Why Was Pluto Not A Planet – The Hotbed Of Controversies
On 24/08/ 2006, Pluto was demoted from Planet to dwarf planet after the IAU ( International Astronomical Union) approved a reclassification of the solar system. But, what led to such declassification? Why was Pluto not a planet? What criteria of the planet did it fail to meet?
With the discovery of Pluto, astronomers could further trace the solar system beyond Neptune!
On 30th August 1992, David Jewitt and Jane Luu from the University of Hawaii found a region in space known as the trans-Neptunian region which has about 1000 Trans Neptunian objects orbiting around it. This discovery fueled further reserve and on 21 October 2003, Mike Brown from Caltech, Chad Trujillo from the Gemini Observatory, and David Rabinowitz from Yale University discovered another solar entity with a mass more than Pluto and that it too consists of a satellite.
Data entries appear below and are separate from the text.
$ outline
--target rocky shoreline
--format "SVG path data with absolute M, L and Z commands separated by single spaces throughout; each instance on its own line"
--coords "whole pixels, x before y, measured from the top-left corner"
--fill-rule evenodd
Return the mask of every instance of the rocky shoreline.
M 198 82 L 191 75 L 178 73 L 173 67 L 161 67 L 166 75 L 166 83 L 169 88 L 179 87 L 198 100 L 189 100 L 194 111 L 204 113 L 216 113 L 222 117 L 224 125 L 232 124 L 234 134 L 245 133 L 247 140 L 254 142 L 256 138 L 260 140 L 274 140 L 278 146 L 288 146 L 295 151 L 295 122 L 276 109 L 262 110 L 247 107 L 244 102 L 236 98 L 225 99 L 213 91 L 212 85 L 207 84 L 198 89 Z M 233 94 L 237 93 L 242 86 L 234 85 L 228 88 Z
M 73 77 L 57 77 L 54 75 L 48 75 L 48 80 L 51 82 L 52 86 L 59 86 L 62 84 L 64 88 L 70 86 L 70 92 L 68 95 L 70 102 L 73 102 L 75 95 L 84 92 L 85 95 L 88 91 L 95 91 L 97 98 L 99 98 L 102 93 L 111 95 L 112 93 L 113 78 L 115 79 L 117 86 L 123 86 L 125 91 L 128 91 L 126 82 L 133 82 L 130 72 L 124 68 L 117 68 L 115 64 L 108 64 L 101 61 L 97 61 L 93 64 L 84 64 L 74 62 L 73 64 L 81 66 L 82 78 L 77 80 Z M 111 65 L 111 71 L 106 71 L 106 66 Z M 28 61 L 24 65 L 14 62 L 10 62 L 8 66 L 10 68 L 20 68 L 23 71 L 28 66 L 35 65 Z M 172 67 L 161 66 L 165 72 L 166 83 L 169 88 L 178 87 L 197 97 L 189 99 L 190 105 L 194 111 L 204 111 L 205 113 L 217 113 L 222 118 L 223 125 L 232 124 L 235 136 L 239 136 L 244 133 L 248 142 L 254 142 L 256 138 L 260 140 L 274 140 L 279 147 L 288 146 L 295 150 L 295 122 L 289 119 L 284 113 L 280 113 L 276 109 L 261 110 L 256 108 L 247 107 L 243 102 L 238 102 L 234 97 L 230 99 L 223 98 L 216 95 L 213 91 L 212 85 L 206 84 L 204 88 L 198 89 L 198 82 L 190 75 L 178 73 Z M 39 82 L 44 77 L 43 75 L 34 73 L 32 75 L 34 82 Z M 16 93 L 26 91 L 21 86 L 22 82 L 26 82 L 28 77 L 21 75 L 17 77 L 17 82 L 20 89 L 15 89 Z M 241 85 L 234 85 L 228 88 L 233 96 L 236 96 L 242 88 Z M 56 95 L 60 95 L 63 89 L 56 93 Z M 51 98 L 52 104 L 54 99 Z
Such advances in the history of astronomy compelled scientists to put forward a definition for a planet. For this, the IAY formed a committee that later put forward a draft resolution on the definition of a planet.
The definition is as follows, A celestial body that (a) is in orbit around the Sun, (b) has sufficient mass for itself gravity to overcome rigid body forces so that it assumes a hydrostatic equilibrium (nearly round) shape, and (c) has cleared the neighborhood around its orbit. But, then why was Pluto not a planet? This is because the Pluto planet failed to meet the third criterion. On account of its small size, it was reclassified as a dwarf planet along with others such as Ceres and Eris. Thus, in August 2006, Pluto was removed from the category of planets and was placed into the group of dwarf planets.
Pluto Planet – The Less Explored Realm Of Our Solar System
Though the Pluto planet was demoted from being a planet to a dwarf planet, many scientists still believe that Pluto should be called a planet because recent missions reveal a world of mystery – the mystery that still awaits further exploration!